At the Camden County Correctional Facility, residents are offered not just one, but three different options of medications for opioid use disorder.
For Kirk Stewart, 47, of Gloucester City, getting immediate access to addiction treatment has helped him live a better life while incarcerated.
“And here, I get the [buprenorphine] shot and I don’t have to worry about forgetting or remembering to take my medication every day,” Stewart said. “It’s once a month and I just go on with my daily life.”
About 203 people at the Camden facility – about a quarter of all its residents – are receiving medication for opioid use disorder.
Prior to someone’s release, a team of specialists line up outpatient treatment appointments, put together harm reduction supplies, and sometimes find housing placements at sober living homes.
On Tuesday, White House official Dr. Rahul Gupta called Camden County’s addiction treatment program for incarcerated people “a model for the nation” as he previewed federal changes coming later this year that will expand substance use health care for high-risk populations.
“Because the bottom line is this: treating substance use disorder in prisons, jails is a smart move,” Gupta said. “It’s a smart move for our economic prosperity, for our safety and health, for the nation.”
Gupta is the director of the Office of National Drug Control Policy. He toured the county jail, met with residents, and spoke with local and state leaders about the Biden Administration’s plans to address the opioid epidemic and its deadly toll.
National studies show that someone is at least 12.7 times more at risk of suffering a fatal overdose within two weeks after release from jail or prison than the general population.
Experts say people have a better chance at maintaining addiction recovery if they’re able to access medication while incarcerated, and continue that treatment during their transition into the community after release, which is also referred to as reentry.
Prisons and jails have paid for these services largely with state funds and private grants – they were not allowed to use certain federal health care dollars to pay for substance use treatment for people behind bars.

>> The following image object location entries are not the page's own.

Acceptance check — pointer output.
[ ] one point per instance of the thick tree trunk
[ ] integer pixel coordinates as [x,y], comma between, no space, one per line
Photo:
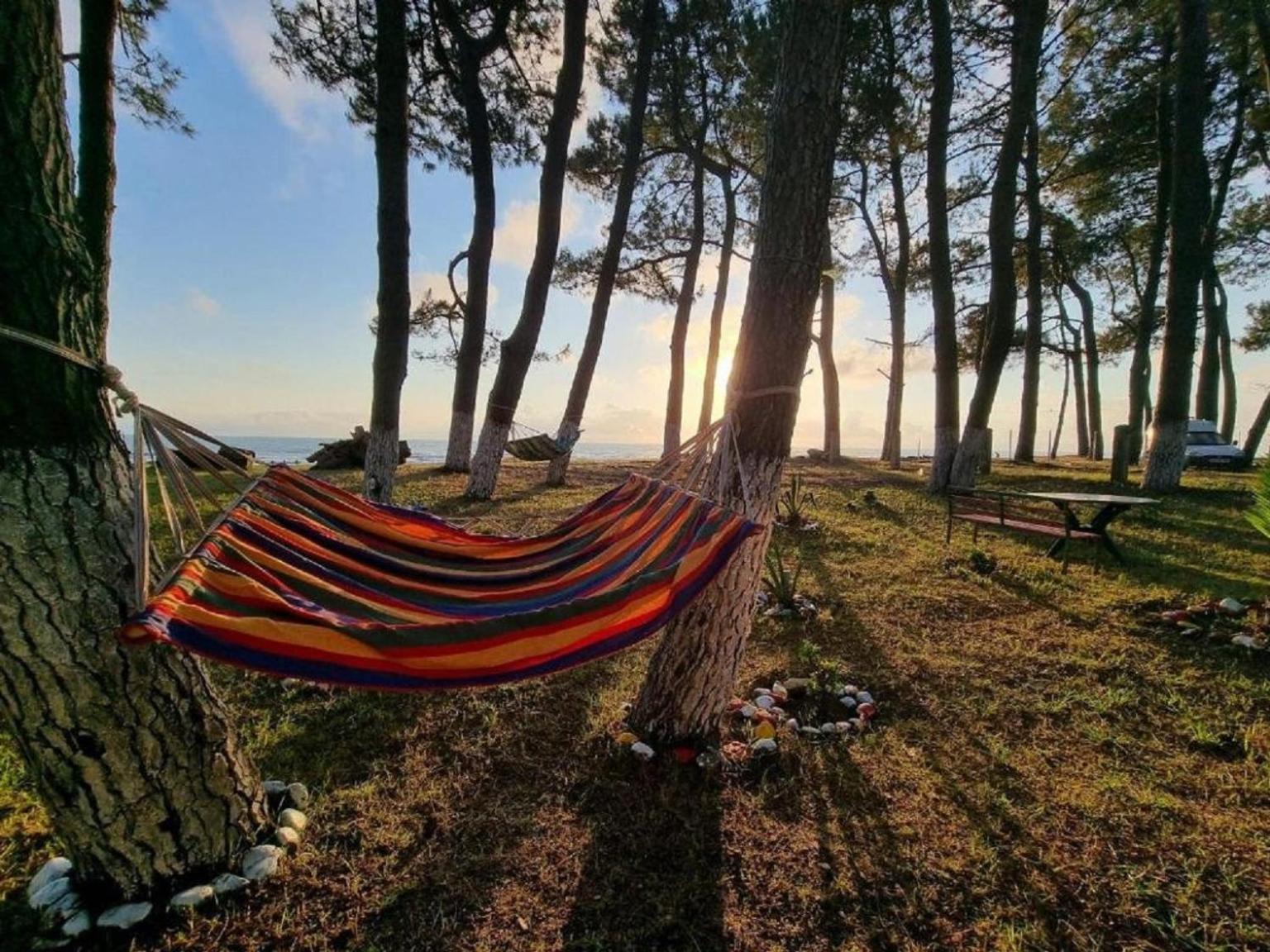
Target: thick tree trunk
[1092,388]
[1256,432]
[1029,26]
[1189,207]
[948,412]
[517,350]
[98,26]
[480,250]
[571,426]
[391,170]
[828,366]
[1139,366]
[128,750]
[672,435]
[694,668]
[1077,371]
[720,302]
[1025,450]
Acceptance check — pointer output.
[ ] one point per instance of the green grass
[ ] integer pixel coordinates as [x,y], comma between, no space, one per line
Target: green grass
[1051,769]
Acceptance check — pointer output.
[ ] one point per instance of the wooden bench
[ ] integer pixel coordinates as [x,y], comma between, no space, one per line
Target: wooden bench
[997,509]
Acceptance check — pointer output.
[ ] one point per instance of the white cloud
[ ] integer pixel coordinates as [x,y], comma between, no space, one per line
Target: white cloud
[203,303]
[517,236]
[303,107]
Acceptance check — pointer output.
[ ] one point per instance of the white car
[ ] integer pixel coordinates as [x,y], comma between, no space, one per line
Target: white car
[1206,447]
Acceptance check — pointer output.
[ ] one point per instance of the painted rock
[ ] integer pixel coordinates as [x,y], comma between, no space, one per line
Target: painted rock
[123,916]
[642,750]
[78,924]
[229,883]
[736,750]
[709,759]
[51,894]
[56,869]
[191,897]
[260,862]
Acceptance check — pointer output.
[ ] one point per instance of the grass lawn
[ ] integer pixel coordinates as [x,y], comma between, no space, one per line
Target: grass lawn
[1049,769]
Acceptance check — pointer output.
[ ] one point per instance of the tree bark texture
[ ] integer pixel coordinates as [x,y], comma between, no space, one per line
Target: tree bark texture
[694,668]
[828,366]
[480,246]
[1025,450]
[672,435]
[517,352]
[1139,364]
[948,412]
[571,426]
[1189,207]
[130,750]
[720,300]
[1029,27]
[393,221]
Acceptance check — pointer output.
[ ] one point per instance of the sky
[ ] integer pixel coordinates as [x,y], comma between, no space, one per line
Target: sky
[246,274]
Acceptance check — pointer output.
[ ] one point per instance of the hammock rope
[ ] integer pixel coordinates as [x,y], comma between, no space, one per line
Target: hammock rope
[301,579]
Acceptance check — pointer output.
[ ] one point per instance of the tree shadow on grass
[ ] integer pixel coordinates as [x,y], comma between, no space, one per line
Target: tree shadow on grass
[652,876]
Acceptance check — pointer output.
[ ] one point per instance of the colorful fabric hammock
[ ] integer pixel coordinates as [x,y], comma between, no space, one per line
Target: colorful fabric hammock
[539,448]
[301,579]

But that’s soon changing. This spring, federal agencies will issue new guidance on how states can apply to use Medicaid funding to pay for treatment and support services leading up to reentry.
At the Camden County facility in South Jersey, the cost for addiction treatment and reentry services, including the employment of specialized staff has exceeded $1.8 million since 2019, according to officials.
Warden Karen Taylor said additional funding could go a long way in creating a more robust program in Camden County.
“Every day, individuals leave our facility, back to the community, and we need to make sure that they are provided with the resources to be successful,” she said. “Medication alone are not the resources – medication plus housing, medication plus identification, medication plus our peer navigators in the community, that’s how we become successful.”
California became the first state to get approval for this type of funding last month. Federal agencies are using it as a pilot example before issuing final guidance for other states.